Пирог с крапивой и золой. Настой из памяти и веры - стр. 62
– Всего семнадцать, – вновь заходится пани Зузак. – Заря жизни!
– Нам пора. – Доктор нетерпеливо дергает подбородком. – Вас ждут в кабинете директора. Вас, пани Зузак, я провожу только до ближайшей кушетки. Вам нужен покой.
Разум разрывается на части. Ноги переступают сами, будто я немецкая шагающая кукла с заводом, но глаза почти не видят. Только бьют по перепонкам набат кровотока и оглушающая тишина, царящая в пансионе.
Мне видится… разное.
То, как меня в наручниках увозят на полицейской машине. То моя мать, рыдающая в ногах какого‑то важного чиновника. Ее платье задралось выше всяких пределов. Родители Даны швыряют в меня камни, и мои кости дробятся легко, как ореховая скорлупа.
Вижу горящий остов пансиона и почему‑то первогодку Сару в одном из окон. Почему все горит?
Лица пансионерок проплывают где‑то на периферии зрения, как нераскрашенные маски. Все молча смотрят. Что они видят? Мне одновременно любопытно и в то же время совершенно наплевать.
А еще мне видится папка с вырезками. Раскрытые двери все закрываются передо мной, одна за другой. Пока я не остаюсь одна напротив черной двери с узором из ладоней, месяца и листьев крапивы. Это наш узор, наш знак. Это дверь, за которую ушла Кася. За ней же притаилась и Данутина смерть. Кто знает, может, там она ждет и меня?
До столкновения с реальностью остались только один пролет и двадцать шагов.
Почему все так? Кася, Юлия, Дана. Наши судьбы связаны, и чем сильнее я вырываюсь, тем туже затягиваются силки. Что же будет с нами всеми?
Будущее так страшно, страшнее смерти.
Мысли мечутся, образы перекрикивают друг друга, накладываются лоскутами, как журнальные картинки в пестром коллаже. Но тихий голос, что звучит громче остальных, продолжает твердить одно и то же, раз за разом, пока не заглушает весь мир.
Так звучит совесть, так звучит бог:
– Ты же хотела ее смерти.
Еще немного, и я соглашусь. Да, хотела. Хотела!
– Чего вы хотели, Магдалена?
Я что, вслух это сказала?
– Пить, пан доктор. Пить очень хочется.
Пан Лозинский останавливается напротив окна и берет меня за руку. Считает пульс. Прохладными пальцами касается шеи.
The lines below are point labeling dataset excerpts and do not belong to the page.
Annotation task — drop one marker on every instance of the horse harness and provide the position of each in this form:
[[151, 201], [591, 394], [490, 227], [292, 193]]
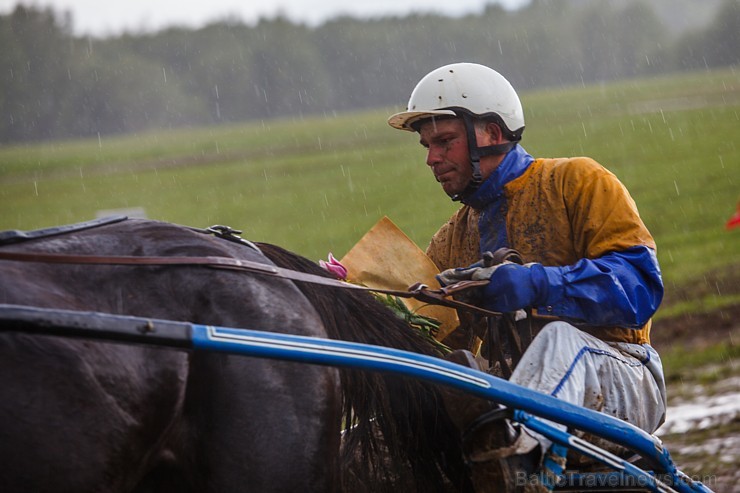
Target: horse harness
[[504, 330]]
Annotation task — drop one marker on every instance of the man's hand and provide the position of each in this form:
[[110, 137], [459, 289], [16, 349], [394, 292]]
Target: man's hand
[[511, 287], [474, 272]]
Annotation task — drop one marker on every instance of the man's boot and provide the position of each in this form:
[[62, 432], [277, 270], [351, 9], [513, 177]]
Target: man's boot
[[501, 456]]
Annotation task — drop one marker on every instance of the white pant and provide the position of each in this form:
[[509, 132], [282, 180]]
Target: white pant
[[620, 379]]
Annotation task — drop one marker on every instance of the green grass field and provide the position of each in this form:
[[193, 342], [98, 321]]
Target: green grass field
[[315, 185]]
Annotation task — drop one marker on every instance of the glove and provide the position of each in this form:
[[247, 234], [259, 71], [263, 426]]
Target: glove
[[474, 272], [515, 286]]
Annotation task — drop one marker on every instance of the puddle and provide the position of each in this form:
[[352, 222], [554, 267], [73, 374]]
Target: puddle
[[705, 412]]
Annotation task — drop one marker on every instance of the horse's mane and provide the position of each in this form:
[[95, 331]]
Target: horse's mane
[[400, 422]]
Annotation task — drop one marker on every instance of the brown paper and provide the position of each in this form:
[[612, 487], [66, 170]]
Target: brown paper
[[385, 258]]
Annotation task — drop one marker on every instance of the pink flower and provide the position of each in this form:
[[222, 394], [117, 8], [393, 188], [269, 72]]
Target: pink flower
[[335, 267]]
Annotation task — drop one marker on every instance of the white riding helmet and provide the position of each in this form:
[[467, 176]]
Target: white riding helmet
[[463, 88]]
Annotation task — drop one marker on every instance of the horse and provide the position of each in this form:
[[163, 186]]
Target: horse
[[82, 415]]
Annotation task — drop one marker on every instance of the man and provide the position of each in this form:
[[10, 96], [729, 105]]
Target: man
[[589, 261]]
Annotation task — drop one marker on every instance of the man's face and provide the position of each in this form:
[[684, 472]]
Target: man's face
[[447, 153]]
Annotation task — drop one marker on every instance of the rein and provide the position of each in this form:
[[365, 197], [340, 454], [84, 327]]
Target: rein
[[418, 291]]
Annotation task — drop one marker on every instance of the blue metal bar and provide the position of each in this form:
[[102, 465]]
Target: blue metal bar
[[375, 358], [329, 352]]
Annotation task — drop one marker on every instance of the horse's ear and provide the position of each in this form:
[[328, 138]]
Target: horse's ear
[[386, 258]]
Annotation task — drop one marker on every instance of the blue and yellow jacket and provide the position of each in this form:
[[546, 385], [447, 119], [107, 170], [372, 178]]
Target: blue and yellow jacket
[[577, 219]]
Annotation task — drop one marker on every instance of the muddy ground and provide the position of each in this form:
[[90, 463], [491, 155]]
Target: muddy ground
[[705, 447]]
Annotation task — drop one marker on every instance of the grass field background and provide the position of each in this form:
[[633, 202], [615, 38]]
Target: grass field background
[[317, 184]]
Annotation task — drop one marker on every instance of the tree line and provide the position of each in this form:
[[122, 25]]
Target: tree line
[[55, 85]]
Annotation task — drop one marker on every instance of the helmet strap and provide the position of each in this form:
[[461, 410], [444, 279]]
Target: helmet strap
[[476, 153]]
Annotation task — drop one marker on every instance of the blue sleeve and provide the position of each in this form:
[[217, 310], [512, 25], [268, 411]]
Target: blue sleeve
[[622, 288]]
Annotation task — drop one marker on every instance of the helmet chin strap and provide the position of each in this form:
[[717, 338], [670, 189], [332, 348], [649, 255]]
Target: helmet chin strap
[[475, 154]]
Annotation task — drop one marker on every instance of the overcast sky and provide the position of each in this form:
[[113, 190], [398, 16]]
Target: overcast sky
[[111, 17]]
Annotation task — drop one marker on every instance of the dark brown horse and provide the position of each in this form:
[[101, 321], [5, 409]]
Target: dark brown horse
[[92, 416]]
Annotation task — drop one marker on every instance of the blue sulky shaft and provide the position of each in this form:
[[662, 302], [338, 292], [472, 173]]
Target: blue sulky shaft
[[376, 358], [527, 405]]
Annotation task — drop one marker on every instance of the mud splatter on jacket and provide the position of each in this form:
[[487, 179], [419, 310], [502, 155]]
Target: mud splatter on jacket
[[577, 219]]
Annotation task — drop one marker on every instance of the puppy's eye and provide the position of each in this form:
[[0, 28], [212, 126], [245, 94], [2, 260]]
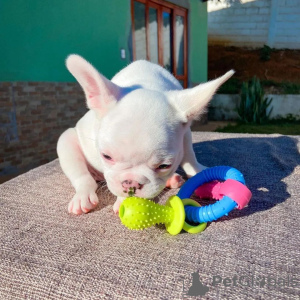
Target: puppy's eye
[[163, 167], [107, 157]]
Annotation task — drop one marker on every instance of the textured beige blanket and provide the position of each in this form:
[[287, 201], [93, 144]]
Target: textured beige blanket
[[45, 253]]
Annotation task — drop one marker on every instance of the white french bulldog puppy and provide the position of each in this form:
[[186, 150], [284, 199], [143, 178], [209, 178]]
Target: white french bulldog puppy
[[135, 135]]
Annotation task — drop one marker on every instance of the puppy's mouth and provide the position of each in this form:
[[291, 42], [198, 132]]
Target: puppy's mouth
[[133, 191]]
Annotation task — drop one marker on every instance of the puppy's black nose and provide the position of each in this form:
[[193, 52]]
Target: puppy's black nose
[[131, 184]]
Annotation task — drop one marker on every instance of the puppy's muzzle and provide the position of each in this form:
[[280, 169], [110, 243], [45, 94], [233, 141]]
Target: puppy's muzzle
[[131, 184]]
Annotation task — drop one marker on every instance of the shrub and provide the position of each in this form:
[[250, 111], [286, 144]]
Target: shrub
[[253, 105]]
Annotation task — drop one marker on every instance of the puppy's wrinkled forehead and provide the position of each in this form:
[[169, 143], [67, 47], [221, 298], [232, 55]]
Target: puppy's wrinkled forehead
[[141, 122]]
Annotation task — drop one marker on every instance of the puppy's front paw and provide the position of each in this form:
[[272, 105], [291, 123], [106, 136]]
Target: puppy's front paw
[[83, 202], [176, 181]]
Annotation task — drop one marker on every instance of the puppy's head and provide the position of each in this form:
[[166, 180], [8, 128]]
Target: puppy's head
[[140, 138]]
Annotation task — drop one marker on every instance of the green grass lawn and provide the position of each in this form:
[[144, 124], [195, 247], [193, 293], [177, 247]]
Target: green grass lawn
[[281, 127]]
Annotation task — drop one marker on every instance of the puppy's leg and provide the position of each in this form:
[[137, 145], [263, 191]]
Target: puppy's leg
[[74, 165], [189, 162]]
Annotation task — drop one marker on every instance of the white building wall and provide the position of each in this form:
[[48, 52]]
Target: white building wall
[[254, 23]]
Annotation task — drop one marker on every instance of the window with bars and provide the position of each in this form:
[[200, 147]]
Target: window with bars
[[159, 32]]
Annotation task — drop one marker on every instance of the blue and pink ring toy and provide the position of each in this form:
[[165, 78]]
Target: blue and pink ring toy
[[222, 183]]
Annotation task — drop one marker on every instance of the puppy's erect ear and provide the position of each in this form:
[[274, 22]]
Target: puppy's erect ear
[[100, 92], [191, 102]]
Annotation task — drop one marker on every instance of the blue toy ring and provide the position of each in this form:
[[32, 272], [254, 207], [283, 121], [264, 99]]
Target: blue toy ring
[[217, 210]]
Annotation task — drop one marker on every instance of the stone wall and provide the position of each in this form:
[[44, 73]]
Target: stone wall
[[224, 107], [32, 116], [254, 23]]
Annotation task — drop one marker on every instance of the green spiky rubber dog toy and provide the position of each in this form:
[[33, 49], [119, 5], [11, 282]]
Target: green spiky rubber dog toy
[[139, 213]]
Запрокидывает мне голову и велит смотреть на потолок, в одну сторону, в другую. Куда угодно, лишь бы не ему в глаза. Он может увидеть, он может понять. Не надо…
По щеке катится горячая слеза, и пан Лозинский стирает ее большим пальцем.
– Я бы отвел вас в лазарет, но, боюсь, сейчас это невозможно.
Потому что там Дана. Потому что наших мертвых сначала уносят в лазарет. А потом они покидают нас.
Остаток пути и вовсе не отпечатывается в моем сознании. Двери кабинета директрисы. Зеленое сукно, жесткий стул. Белые руки, скрещенные на груди, и строгий взгляд мужчины с портрета.
В кабинете собрались почти все наставницы и сестра Марта. Я различаю их по голосам, не смея поднять головы.
Утыкаюсь взглядом в собственные колени. Край форменного платья выглядит обтрепавшимся, на шерстяном чулке поползла петля, обнажая бледную кожу в бурых росчерках ссадин. В дыре уже уместилась бы крупная монета. Сложенные руки совсем чумазые. Под ногтями жирная траурная кайма. Наверное, я выгляжу особенно отталкивающе на фоне опрятного интерьера, но мне все равно.
Кто‑то плачет, все сиденья в комнате заняты. Резко пахнет сердечными каплями.